A processing pipeline or workflow in DALiuGE is described by a Directed Graph where the nodes denote both task (application components) and data (data components). The edges denote execution dependencies between components. Section Operational Concepts has introduced graph-based functions in DALiuGE. This section provides a more detailed overview of the internals of DALiuGE graphs.

Logical Graph

A logical graph is a compact representation of the logical operations and data flow in a processing workflow without being concerned about the underlying hardware resources. Logical graphs are constructed by domain experts who have a clear idea about the steps required to generate the desired science prducts. Many of the components are very domain specific and there are a number of different radio astronomy application and data components available to design logical graphs representing radio astronomy workflows. In addition to simple components DALiuGE also provides a number of complex components to support the encoding of higher level language operations like loop, scatter, gather and group-by. In particular the scatter complex component allows users to encode possible paralellisation of operations and whole sections of the graph. It should be noted though, whether those parts are really executed in parallel or serial depends on the actual deployment and availability of resources capable of the desired parallelism. Such complex components are also referred to as constructs in a logical graph. Constructs are not domain specific, but internally they do refer to simple components, which in turn might be domain specific. For instance a scatter construct might need a very domain specific way of splitting up and preparing the data for every single branch of the scatter.

../_images/scatter_example.png — Fig. 1 An example of a *logical graph* with various types of data components as well as simple and complex application components. The graph uses two types of data components, *File* and *Memory*, depicted by respective icons. The titles shown with the icons, e.g. MeasurementSet, buffer, SubCube and Stats, refer to the actual content of those data components.
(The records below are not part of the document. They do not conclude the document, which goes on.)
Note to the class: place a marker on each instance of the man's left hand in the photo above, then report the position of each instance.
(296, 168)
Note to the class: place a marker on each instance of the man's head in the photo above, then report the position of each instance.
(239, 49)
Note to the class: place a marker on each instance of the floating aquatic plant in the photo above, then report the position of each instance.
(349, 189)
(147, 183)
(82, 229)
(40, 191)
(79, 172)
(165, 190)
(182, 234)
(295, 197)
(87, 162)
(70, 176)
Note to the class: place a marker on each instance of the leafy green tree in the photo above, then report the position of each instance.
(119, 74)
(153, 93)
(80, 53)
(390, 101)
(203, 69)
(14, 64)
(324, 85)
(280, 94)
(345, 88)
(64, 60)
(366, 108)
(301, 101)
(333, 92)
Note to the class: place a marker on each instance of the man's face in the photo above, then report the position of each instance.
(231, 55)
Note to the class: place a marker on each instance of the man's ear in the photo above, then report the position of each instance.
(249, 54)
There are two simple application components used in this graph, both are refering to the same application called *Clean*. In addition there are four complex components, one scatter construct (ms-transform) and three gather constructs (ImageConcat, CubeConcat and StatsGather). This example can be viewed online in EAGLE. (Note: this requires that you have setup EAGLE with a valid gitHUB access token, see EAGLE help)

Logical Graphs will be translated into physical graphs and at that point the component descriptions will be turned into Drop descriptions (see Drops). At execution time these Drop descriptions will be instantiated by the execution engine managers.

Component properties

Each component has several associated parameters that users have control over during the development of a logical graph. For Application and Data components the Execution time and Data volume are two important parameters. These properties can be directly obtained from parametric models or estimated from profiling information (e.g. pipeline component workload characterisation) and information about the hardware capabilities.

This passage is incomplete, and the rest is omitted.